As if January wasn’t depressing enough, HWW and I are doing a Dryathlon this month. Apparently, by giving up alcohol for a month, we’ll ‘clear our heads, feel fitter and save money’.
Hmmm. I can honestly say that my head feels exactly the same, I don’t feel any fitter (replacing alcohol with chocolate didn’t really help) and, as the alcohol is ridiculously cheap here (a six pack of beer is cheaper than a litre of fresh apple juice), I don’t feel we’ve saved much money either. All we’ve done is make ourselves miserable. Sparkling Water Friday is definitely not as much fun as Prosecco Friday.
Today I made a pseudo-healthy cake to give us a treat, without piling on too many pounds. This Glazed Lemon Loaf contains lemon juice and is butter free, so you can almost convince yourself that it’s better for you than eating fresh fruit and vegetables. As long as you don’t eat the whole thing yourself in one go – obviously, not something I would ever do…
Glazed Lemon Loaf
- 190g cups plain flour
- 150g caster sugar
- 1 tsp. baking powder
- 1/2 tsp. bicarb of soda
- Finely shredded zest of 3 lemons
- Pinch of salt
- 2 eggs
- 60ml milk
- Juice of 3 lemons (about 60ml)
- 60ml cup oil
- 1 tsp. vanilla extract
For the Glaze:
- 70g sugar
- Juice of 1 large lemon (about 20ml.)
Preheat oven to 175 C/350 F/Gas Mark 4. Line a loaf tin with baking paper
Mix the flour, sugar, baking powder, baking soda, lemon zest and salt together in a large bowl. In another bowl, whisk together the eggs, milk, oil and vanilla until blended. Pour the wet ingredients into the dry ingredients. Using a rubber spatula, mix until they are just combined, forming a thick, slightly lumpy batter. Pour the batter into the prepared pan.
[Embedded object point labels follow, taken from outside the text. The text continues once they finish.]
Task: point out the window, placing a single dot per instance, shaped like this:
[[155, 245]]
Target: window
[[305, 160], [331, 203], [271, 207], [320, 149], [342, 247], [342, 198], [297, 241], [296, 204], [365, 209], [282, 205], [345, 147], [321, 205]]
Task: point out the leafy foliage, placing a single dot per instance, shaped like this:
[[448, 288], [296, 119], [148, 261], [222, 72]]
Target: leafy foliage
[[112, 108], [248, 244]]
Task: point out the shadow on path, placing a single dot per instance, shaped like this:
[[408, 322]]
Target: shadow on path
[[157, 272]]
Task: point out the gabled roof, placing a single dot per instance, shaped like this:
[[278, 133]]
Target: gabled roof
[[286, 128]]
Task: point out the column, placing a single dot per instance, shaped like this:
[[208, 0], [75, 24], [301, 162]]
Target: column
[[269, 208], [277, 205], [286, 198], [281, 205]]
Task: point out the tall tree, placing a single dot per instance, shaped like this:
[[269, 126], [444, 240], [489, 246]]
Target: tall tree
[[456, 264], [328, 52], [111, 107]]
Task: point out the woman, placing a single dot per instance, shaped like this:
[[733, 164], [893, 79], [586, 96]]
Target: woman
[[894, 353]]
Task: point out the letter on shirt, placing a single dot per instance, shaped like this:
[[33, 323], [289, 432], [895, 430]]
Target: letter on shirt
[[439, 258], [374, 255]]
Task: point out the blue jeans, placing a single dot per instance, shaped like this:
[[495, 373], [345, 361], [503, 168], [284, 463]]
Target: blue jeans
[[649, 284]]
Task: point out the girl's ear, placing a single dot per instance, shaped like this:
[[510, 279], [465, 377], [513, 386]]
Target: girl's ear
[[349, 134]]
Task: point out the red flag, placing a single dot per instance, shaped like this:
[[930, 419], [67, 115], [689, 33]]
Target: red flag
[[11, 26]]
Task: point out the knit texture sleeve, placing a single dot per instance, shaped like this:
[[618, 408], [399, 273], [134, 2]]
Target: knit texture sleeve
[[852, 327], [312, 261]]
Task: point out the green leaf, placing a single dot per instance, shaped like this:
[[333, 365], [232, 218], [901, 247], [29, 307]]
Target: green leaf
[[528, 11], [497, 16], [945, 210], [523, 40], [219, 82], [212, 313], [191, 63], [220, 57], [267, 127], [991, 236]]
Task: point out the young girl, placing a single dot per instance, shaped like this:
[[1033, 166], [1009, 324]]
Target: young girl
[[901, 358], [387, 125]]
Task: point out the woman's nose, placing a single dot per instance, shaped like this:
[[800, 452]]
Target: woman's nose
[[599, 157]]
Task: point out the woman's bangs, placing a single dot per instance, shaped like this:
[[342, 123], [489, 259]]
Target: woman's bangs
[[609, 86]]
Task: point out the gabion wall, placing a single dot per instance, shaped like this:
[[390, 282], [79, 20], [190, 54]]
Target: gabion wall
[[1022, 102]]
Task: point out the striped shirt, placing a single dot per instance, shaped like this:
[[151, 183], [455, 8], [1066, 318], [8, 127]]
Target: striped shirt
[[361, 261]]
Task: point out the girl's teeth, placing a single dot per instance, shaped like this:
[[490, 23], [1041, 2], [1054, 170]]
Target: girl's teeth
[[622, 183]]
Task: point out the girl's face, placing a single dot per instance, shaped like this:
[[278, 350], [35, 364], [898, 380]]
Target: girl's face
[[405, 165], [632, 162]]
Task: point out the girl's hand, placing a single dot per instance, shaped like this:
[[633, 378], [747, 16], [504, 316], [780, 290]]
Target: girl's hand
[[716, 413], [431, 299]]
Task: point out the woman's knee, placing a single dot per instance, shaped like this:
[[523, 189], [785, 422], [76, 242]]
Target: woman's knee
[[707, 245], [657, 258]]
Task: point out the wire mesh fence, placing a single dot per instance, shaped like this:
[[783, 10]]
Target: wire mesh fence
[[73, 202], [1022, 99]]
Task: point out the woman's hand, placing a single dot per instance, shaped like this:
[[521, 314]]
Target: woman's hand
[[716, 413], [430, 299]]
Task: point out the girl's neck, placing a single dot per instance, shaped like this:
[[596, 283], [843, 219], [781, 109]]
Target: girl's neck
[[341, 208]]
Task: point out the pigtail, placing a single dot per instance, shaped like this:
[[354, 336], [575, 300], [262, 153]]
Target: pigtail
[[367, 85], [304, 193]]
Bake the cake until golden brown and it feels springy to the touch when pressed lightly in the middle, about 35 minutes. Transfer the pan to a wire rack and, using a skewer, make 8 uniformly spaced holes in the cake.
To make the glaze, combine the sugar and lemon juice in a small saucepan and bring to a boil over a medium heat. Continue to boil until the mixture is bubbling and frothy on the surface, about 3 minutes. Remove from the heat and immediately pour evenly over the surface of the hot cake.
Let the glazed cake cool completely in the pan on the rack. Turn upright onto a serving plate. I topped it with lemon icing at this point (lemon juice and icing sugar mixed together).
Eat compulsively until you can have a glass of wine again.